> And I do want to stress that. There is a frequent mistake, often from folks who deal in economics, to assume that countries will give up on wars when the economics turn bad. But countries are often very willing to throw good money after bad even on distant wars of choice.

On the other hand isn't this how the russian revolution happened? An economic crisis due to a prolonged war leading to a revolution? While i wouldn't bet money on it, it seems at least possible that something similar could happen to Iran.

I would not wager money on a revolution coming from this war, either. But if a revolution does come as a result of the war, it seems at least as likely to be in the United States as in Iran.

I think a revolution caused by this war is more likely in countries like Egypt. The Arab Spring was triggered by a rise in food prices after all.

There is zero shot that a revolution is happening in United States.

Trump could literally go on TV and r*e a kid on stage in 4k, and most people would go to work and be like "damn what weird times are we living in"

If shit gets bad enough economically to where there are food shortages and such, you will see US split before any revolution happens.

Actually, there are lots of revolutions in Europe after WWI, but keep in mind that in this case the populations were blaming their governments for starting or participating in an unnecessary war with monumental casualties. In this case, the Iran government has two useful scapegoats and any casualties could be easily ascribed to the idiots bombing girl schools and not to the idiots sending millions to their deaths under artillery fire.

While possible they could scapegoat this, hasn't the rallying cry for Iranian protests prior to this been "Neither Gaza nor Lebanon, my life for Iran" https://en.wikipedia.org/wiki/Neither_Gaza_nor_Lebanon,_My_L... - i think we are already at the place of the population blaming the government for its foreign policy consequences, at least in some segments.

While I agree that a revolution in Iran is not impossible, I rather doubt that whoever comes next will be western friendly and moderate; after the indscriminate military action of the past few weeks they are probably more likely to get ayatollah'd again.

> I rather doubt that whoever comes next will be western friendly and moderate

The Iranian people(not the Islamic Regime which is despised by the vast majority of the people in Iran) tend to be very western friendly and tend to be much more secular than most populations in the region.

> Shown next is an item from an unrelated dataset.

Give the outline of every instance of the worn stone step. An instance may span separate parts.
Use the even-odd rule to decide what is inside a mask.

> the indscriminate military action of the past few weeks they are probably more likely to get ayatollah'd again.

The Iranian people are well aware that the airstrikes are not at all indiscriminate but are targeting the Regime(there are plenty of videos coming out of Iran of people filming and cheering as airstrikes hit Regime targets), indiscriminate military action would be what the Islamic Regime did when they killed tens of thousands of civilian protesters by firing automatic weapons into crowds of people. The Iranian people understand what is happening.

>On the other hand isn't this how the russian revolution happened?

It happened because Russian empire (and German empire) lacked state security apparatus adequate to the threat. It was fixed by most authoritarian states after that, so e.g. Soviet Union survived for 70 years despite many popular uprisings, which happened almost the whole time of its existence. It went down only when elites in Moscow destroyed it from within.

Are we talking about Iran or US?

> While i wouldn't bet money on it, it seems at least possible that something similar could happen to the USA.

Fixed that for you.

Y'all mostly couldn't even be bothered to show up to vote. A population that is too lazy to vote (in a system where your vote does matter) is definitely too lazy to have a revolution.